City Traffic Engineer Bertrand Hauss was on hand to answer questions and provide additional information.

Regarding parking, a questioner noted that the plans for many sections of the proposed bike lanes call for limiting parking to one side of the street as a way to free up space, and eliminating the current parking on both sides of the street. Staff cited studies showing that unlike the downtown core, parking along the proposed bike lane routes is historically underutilized and that limiting parking to a single side of the street should have no adverse impact.

Another questioner asked about large vehicles and trailers that are sometimes parked “for weeks at a time” and spill over the parking lanes posing a particular hazard for cyclists, and whether stepped-up enforcement of existing parking regulations could be tool to help solve this. Phil Williams responded by saying that while there is a 72-hour limit on parking, police don’t “routinely drive around marking tires on trailers in residential areas,” and that enforcement is usually in response to a complaint.

The final question asked about whether the design took into consideration event days in Edmonds that draw hundreds of visitors such as the Fourth of July, and specifically whether the one-side-of-the-street parking would be suspended for these. Williams replied that the single-side parking would be maintained at these times, adding “we’re not going to design around things that a happen only once or twice a year,” and that there are many side streets where parking is currently underutilized.

The question-and-answer session then transitioned into more of an informal discussion between citizens and project staff. Topic items included the growing popularity of e-bikes and how this would affect bike lane use was discussed, and the possibility of opening Edmonds to bike sharing, which would provide racks of public-use, pay-per-ride bikes (and possibly e-bikes and electric scooters) — offering yet another option for both residents and visitors to get around town and use the new bikeways.

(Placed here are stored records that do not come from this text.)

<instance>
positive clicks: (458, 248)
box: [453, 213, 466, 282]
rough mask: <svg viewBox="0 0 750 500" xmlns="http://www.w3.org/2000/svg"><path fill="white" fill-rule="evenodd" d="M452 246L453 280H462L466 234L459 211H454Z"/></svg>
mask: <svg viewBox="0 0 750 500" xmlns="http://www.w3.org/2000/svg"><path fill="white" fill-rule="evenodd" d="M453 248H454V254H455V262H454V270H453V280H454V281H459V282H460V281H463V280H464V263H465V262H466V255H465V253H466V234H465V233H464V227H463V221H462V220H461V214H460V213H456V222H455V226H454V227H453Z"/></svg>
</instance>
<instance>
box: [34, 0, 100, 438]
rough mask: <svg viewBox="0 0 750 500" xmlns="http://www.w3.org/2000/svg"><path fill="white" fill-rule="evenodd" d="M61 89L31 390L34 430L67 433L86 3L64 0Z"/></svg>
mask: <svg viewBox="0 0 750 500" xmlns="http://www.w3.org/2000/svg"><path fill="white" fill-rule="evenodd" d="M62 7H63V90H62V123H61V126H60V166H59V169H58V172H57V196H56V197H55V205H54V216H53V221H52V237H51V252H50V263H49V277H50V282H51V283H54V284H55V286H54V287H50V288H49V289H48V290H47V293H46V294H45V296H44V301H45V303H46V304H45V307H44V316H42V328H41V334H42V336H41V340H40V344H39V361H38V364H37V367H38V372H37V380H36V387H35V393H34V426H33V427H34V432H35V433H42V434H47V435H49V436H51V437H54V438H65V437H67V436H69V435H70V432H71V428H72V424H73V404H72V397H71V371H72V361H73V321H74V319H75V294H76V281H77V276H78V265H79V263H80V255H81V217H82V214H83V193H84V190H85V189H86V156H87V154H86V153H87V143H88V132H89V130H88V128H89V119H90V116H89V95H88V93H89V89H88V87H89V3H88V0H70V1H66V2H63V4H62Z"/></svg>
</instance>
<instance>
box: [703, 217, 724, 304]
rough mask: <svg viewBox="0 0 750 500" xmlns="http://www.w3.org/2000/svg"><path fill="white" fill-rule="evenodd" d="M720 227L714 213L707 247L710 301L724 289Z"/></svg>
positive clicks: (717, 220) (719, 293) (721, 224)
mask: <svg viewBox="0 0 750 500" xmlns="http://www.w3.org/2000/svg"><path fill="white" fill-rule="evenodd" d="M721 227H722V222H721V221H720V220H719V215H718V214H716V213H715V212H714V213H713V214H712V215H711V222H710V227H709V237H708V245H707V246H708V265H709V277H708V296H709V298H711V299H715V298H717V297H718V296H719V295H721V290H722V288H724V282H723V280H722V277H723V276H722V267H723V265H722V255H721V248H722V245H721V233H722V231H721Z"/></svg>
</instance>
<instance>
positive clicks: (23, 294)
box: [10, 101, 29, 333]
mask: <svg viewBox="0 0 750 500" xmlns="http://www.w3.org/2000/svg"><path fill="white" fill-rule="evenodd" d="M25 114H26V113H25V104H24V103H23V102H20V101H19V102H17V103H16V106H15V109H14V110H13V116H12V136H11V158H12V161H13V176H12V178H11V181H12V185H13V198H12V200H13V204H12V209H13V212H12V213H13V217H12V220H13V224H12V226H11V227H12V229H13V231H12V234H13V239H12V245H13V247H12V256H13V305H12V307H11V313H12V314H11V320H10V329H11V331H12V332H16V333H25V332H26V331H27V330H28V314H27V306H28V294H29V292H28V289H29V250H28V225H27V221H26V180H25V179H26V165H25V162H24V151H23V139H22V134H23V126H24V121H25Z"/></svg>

The meeting concluded with staff thanking participants and inviting them to submit further comments, questions and ideas to project lead Ryan Hague at or calling 425-771-0220.

— By Larry Vogel

  1. I’d like to say thanks to the city engineer Mr. Hague for running this meeting and answering our questions. It has been refreshing to see input from both sides considered in this discussion of how the city weighed their options in the designs presented. Parking loss is a big headache for many of our neighbors along these streets, so I’m happy that in all cases we are seeing at least one side of retained parking spaces. Considering the vast majority of Edmonds residents live on narrower streets with limited shoulders or no sidewalks, it is great to see Edmonds balancing flexible transportation options against pure car storage. Looking forward to the final design update.

    1. I am glad to see that there was a compromise solution to have both adequate parking and bike lines. This type of collaborative solution making is what successful local government looks like in my opinion.

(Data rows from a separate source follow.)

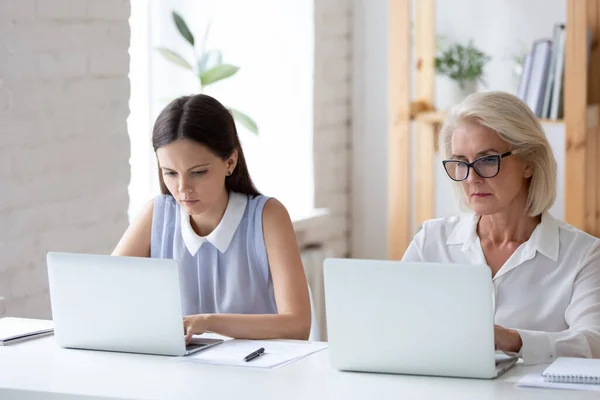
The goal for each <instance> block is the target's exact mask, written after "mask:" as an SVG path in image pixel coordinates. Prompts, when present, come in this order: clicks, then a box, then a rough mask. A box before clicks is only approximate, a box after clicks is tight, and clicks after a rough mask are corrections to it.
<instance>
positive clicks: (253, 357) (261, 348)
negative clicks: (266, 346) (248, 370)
mask: <svg viewBox="0 0 600 400" xmlns="http://www.w3.org/2000/svg"><path fill="white" fill-rule="evenodd" d="M264 352H265V349H264V348H262V347H261V348H260V349H258V350H256V351H254V352H252V353H250V354H248V355H247V356H246V357H244V361H246V362H248V361H252V360H254V359H255V358H256V357H258V356H260V355H261V354H264Z"/></svg>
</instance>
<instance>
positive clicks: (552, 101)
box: [547, 24, 566, 119]
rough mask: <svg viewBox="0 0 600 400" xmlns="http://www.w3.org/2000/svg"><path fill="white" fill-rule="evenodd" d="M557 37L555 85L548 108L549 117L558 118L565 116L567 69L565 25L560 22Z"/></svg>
mask: <svg viewBox="0 0 600 400" xmlns="http://www.w3.org/2000/svg"><path fill="white" fill-rule="evenodd" d="M556 28H557V29H556V30H555V37H556V40H557V43H556V47H555V48H556V57H555V63H556V65H555V66H554V69H553V71H552V72H553V74H554V77H553V78H552V80H553V86H552V90H551V94H550V96H551V99H550V105H549V108H548V116H547V117H548V118H552V119H557V118H561V117H562V116H563V113H562V107H563V101H564V99H563V97H564V70H565V40H566V36H565V25H564V24H559V25H558V26H556Z"/></svg>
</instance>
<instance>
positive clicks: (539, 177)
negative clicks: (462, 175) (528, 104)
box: [439, 92, 557, 217]
mask: <svg viewBox="0 0 600 400" xmlns="http://www.w3.org/2000/svg"><path fill="white" fill-rule="evenodd" d="M461 121H471V122H475V123H477V124H479V125H481V126H485V127H487V128H489V129H491V130H492V131H494V132H496V133H497V134H498V136H500V139H502V140H503V141H505V142H506V143H508V145H509V147H510V150H511V151H512V153H513V154H515V155H516V156H518V157H520V158H521V160H523V161H524V162H525V163H527V164H529V165H532V166H533V175H532V177H531V181H530V183H529V194H528V196H527V206H526V212H527V215H529V216H532V217H535V216H538V215H540V214H542V213H544V212H546V211H548V210H549V209H550V207H552V204H554V201H555V199H556V175H557V167H556V159H555V158H554V153H553V152H552V148H551V147H550V143H549V142H548V139H547V138H546V135H545V133H544V129H543V128H542V125H541V124H540V121H539V120H538V118H537V117H536V116H535V115H534V114H533V112H532V111H531V109H530V108H529V106H527V104H525V103H524V102H523V101H521V100H520V99H519V98H518V97H516V96H514V95H512V94H509V93H505V92H482V93H474V94H471V95H469V96H467V97H466V98H465V99H464V100H463V101H462V102H461V103H459V104H457V105H455V106H454V107H452V108H451V109H450V112H449V113H448V116H447V117H446V119H445V121H444V125H443V126H442V129H441V130H440V140H439V146H440V154H445V156H446V158H450V157H451V155H452V149H451V144H452V133H453V132H454V130H455V129H456V126H457V125H458V124H459V123H460V122H461ZM461 199H462V201H463V204H464V203H466V199H465V198H464V196H461Z"/></svg>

    2. A friendly reminder to those who post comments in all caps — our rule is three all caps words per comment. I don’t have the ability to go through and correct this so those won’t be approved.

  2. Thank you for your graphic presentation. Presentations have been a very successful tool to encourage people to endorse a project, especially when funding for any city projects in most parts of the country are all needing outside resources to do most important `infra-structure’ work.

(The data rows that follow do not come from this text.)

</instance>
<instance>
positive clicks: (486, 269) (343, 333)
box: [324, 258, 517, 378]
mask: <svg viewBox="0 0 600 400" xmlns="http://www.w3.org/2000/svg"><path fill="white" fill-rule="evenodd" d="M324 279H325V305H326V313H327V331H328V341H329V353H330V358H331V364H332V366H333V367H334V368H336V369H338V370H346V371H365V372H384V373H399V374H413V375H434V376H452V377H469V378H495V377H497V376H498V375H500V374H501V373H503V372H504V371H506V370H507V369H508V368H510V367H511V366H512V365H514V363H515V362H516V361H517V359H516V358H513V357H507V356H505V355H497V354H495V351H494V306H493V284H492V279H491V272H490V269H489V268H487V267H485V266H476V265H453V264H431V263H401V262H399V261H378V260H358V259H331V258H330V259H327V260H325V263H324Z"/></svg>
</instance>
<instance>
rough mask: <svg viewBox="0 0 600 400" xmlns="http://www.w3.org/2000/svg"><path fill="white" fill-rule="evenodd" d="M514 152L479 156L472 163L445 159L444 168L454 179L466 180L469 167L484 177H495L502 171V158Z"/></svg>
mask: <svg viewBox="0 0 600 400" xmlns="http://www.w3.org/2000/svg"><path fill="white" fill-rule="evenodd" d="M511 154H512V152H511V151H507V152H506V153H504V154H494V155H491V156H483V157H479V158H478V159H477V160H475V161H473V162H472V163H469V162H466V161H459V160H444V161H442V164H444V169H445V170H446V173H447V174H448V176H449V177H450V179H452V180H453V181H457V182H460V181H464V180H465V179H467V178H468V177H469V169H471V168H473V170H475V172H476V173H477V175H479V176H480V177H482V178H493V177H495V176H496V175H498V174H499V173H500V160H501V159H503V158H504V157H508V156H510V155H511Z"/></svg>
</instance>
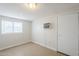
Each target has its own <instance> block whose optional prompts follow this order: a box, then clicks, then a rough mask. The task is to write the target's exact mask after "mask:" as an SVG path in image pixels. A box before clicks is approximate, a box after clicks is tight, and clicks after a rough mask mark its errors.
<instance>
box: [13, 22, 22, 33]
mask: <svg viewBox="0 0 79 59" xmlns="http://www.w3.org/2000/svg"><path fill="white" fill-rule="evenodd" d="M14 32H22V23H20V22H14Z"/></svg>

    Right now, without defined bicycle lanes, is it illegal for bicycle riders to use city roadways?
    With white lines designated, for bicycles, eliminating parking for delivery and visitors etc.; be more important than drawing a line on the road for bicycles?

    What is the budget for these current bicycle lane options? Will the current potential funding cover the entire cost of the most recent initial process? Where would the follow-up money come from?